保護者「ストッキングの色は何色でもいいのでは?」
生徒「何でもありは違うと思う。小学生も見ているのである程度の制約は必要。タイツ、レギンスはOKにして色は黒、紺、グレーでどうか?

◯ 靴下

保護者「白一色の靴下は汚れやすく洗っても真っ白にはならない」
生徒「ストッキングなどと同じく黒、紺、グレーもOKでいいのでは?」
保護者「黒や紺の靴下でも無地のものはあまり売っていないのでワンポイントはOKにしてほしい」
教師「ワンポイントOKとするならワンポイントの大きさは? 以前ワンポイントありの学校で靴下全体がキャラクターの顔みたいなのをワンポイントという生徒がいたがどう思うか?」

 ほんの一例であるが、こうした議論を経て同校では改正した校則の運用を開始した。かつて、教育現場では「服装の乱れは心の乱れ」という言葉が使われ続けてきた。しかし、先述の河崎教諭は「逆に校則が緩くなって髪型等の自由度が増し、ルールの範囲内で多様な格好をすることで学校が荒れることはない」と実感を述べている。

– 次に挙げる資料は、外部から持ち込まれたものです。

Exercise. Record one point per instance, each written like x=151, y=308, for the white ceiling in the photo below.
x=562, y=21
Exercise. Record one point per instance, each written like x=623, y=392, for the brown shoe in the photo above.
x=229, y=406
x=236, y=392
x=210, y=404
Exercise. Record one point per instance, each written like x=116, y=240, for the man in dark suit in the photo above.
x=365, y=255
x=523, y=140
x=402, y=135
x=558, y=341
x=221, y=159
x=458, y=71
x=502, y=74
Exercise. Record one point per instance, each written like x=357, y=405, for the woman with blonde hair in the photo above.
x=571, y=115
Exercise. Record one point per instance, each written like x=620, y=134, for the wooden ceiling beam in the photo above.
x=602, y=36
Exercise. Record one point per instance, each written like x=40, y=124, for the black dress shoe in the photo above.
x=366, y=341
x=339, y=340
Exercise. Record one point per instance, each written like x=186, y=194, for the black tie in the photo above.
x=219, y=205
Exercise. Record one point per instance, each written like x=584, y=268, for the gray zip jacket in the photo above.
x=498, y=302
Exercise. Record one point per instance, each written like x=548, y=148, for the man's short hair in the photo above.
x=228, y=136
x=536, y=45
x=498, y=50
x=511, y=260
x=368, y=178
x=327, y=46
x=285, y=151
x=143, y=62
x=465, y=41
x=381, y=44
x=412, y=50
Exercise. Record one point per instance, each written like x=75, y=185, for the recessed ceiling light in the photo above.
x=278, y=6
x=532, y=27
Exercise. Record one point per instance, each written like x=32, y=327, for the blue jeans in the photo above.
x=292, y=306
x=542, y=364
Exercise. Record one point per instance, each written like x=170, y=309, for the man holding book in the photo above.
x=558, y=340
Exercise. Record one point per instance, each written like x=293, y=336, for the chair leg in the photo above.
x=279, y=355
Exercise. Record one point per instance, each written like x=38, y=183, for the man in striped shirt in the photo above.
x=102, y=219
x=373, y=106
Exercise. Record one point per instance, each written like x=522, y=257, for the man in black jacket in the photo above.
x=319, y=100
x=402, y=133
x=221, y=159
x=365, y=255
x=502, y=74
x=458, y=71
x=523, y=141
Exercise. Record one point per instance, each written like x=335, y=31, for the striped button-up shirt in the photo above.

 河崎教諭は「生徒の多様な格好を見て『荒れ』と感じるか『多様性』と感じるのかは教師の主観の問題である」とも主張しているが、同校の取り組みは、締め付けるばかりが教育ではないと考えさせられる。

ツーブロック禁止の校則で負担を強いられた教師たち

 理不尽な校則は、生徒のみならず教師にも大きな負担となる。先述の河崎教諭は「法的根拠がなく理不尽な校則は、生徒にとっては理不尽なルールであり、それを指導しなければならない教師にとっても心理的、時間的なコストが大きい」と実感を伝える。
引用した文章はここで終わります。